Non delle auto nella strada. Né del rumore del treno a kerosene sloveno, che quando si sente vuole dire che sta per piovere e pioverà. Né della caldaia accesa, che è appena settembre ma fa già freddo.
Non voglio dirti di quello che sento, ma di quello che ascolto, che è altro perché ciò che si vive è sempre altro rispetto a chi lo vive. Come il silenzio è una somma algebrica di suoni che troppo spesso l’abitudine arrotonda per difetto.

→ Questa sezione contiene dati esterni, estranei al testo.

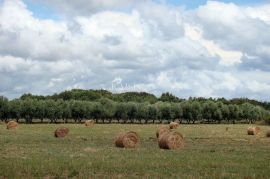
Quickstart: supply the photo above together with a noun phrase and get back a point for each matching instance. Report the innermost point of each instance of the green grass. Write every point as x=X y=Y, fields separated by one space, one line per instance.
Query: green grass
x=31 y=151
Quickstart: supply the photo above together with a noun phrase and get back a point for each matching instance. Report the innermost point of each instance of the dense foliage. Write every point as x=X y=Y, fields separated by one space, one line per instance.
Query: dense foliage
x=131 y=107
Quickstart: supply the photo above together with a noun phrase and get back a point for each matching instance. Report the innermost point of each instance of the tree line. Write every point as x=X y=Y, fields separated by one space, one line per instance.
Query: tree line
x=105 y=110
x=94 y=95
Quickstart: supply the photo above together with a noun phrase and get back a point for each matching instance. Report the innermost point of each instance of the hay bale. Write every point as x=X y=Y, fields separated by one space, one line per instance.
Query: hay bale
x=61 y=132
x=174 y=125
x=162 y=130
x=12 y=125
x=268 y=133
x=89 y=123
x=253 y=130
x=127 y=140
x=171 y=140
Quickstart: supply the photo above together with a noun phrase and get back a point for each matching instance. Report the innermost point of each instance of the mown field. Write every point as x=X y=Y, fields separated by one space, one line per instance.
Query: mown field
x=32 y=151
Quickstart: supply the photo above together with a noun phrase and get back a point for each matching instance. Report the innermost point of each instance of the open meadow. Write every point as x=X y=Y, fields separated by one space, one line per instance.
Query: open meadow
x=211 y=151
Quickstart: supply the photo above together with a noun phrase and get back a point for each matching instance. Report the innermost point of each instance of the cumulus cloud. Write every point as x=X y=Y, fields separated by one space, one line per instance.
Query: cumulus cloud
x=219 y=49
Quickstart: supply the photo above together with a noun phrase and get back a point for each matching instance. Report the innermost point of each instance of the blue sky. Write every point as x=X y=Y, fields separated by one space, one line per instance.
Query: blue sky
x=155 y=47
x=195 y=3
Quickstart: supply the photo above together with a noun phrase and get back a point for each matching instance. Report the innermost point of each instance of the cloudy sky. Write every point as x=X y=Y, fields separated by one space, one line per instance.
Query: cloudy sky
x=189 y=48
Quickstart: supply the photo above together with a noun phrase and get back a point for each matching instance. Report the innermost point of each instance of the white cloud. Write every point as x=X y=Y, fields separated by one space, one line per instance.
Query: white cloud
x=216 y=50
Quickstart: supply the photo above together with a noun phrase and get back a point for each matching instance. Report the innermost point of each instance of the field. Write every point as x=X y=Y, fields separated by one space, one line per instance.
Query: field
x=211 y=151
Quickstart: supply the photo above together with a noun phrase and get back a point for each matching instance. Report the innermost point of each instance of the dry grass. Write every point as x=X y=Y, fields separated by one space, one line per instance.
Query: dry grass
x=209 y=152
x=253 y=130
x=174 y=125
x=162 y=130
x=12 y=125
x=127 y=140
x=89 y=123
x=61 y=132
x=171 y=140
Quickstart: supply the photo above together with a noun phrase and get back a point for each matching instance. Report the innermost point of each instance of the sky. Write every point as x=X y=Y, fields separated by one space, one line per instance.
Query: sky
x=188 y=48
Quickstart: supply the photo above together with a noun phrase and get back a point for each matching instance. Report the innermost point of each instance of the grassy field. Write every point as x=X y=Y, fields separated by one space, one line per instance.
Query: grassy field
x=31 y=151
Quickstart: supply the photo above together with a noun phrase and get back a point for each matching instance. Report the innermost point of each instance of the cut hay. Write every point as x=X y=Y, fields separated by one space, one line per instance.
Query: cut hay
x=268 y=133
x=174 y=125
x=171 y=140
x=89 y=123
x=253 y=130
x=162 y=130
x=61 y=132
x=127 y=140
x=12 y=125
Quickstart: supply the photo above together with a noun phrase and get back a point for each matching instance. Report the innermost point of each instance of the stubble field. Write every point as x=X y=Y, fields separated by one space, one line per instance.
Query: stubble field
x=210 y=151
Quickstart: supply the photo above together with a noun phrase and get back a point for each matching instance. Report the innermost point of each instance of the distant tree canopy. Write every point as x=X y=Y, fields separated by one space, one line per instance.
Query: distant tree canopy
x=130 y=107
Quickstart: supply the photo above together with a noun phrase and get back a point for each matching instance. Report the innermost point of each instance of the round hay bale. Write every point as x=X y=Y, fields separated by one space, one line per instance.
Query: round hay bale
x=127 y=140
x=268 y=133
x=61 y=132
x=174 y=125
x=162 y=130
x=12 y=125
x=171 y=140
x=253 y=130
x=89 y=123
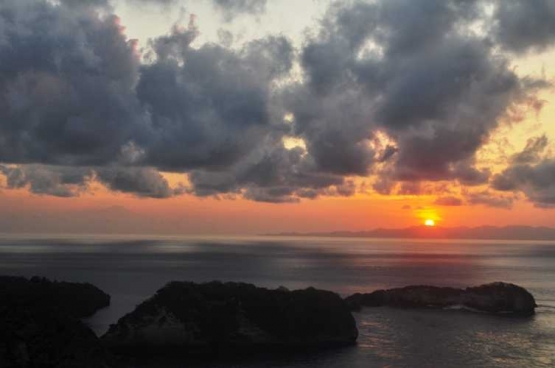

Paola al telefono con mia madre.
Paola, mia donna dalle labbra e dal cognome greco che perdo e ritrovo come il mazzo di chiavi che dischiude la casa, tu sei chiavi e casa. Parli a bassa voce, nella voce hai la pazienza di chi sa aspettare con forza, non con rassegnazione. Del tuo nome ascolto l’alternarsi di vocali e consonanti senza comporle in parole e significati. Suono che riempie se stesso e anche me, ma non abbastanza da non sentirne il vuoto appena manca (forse non lo sai ma pure questo è amore).
Madre, so che non ti allontaneresti mai ma non verresti mai più vicina, come non ci siamo mai abbracciati. Questo è quello che non sento stasera, il fruscio dei tuoi vestiti sui miei, come quei pigiami di sintetico che lasciano scintille a sfregarli. Da bambino mi facevano paura, ma adesso che giustificazioni abbiamo?
Ho tre figli che dormono nella stanza vicina. Anche nel sonno hanno il respiro veloce, come se volessero costruire l’aria, come se l’aria fosse fiato di animale bambino e per questo necessaria.
Si potrebbe cercarvi nel buio, appoggiarvi le labbra sulla bocca e di ognuno sentire il fresco-caldo dell’alito infantile. L’innocenza ha un suono delicato, una fretta timida di polmoni che in punta di piedi riempiono la stanza.
Così ti ho detto di me.
Non è presunzione, non sono il centro del mondo ma questo è il mio mondo, non sono il filo che lega ma il punto dove il filo si annoda, il segnale raccolto in mezzo al brusio che divide le stazioni radio. Ascolto e ascoltando cerco la profondità nel sentire, provo a colmare il mio nome. Il mio identificativo, Francesco, che saperlo così comune in Italia non aiuta a sfuggire la solitudine.
Il treno sloveno è partito e adesso piove davvero. E l’aria si riempie del suono di gocce che schiantano al suolo nell’attimo in cui il volo diventa caduta.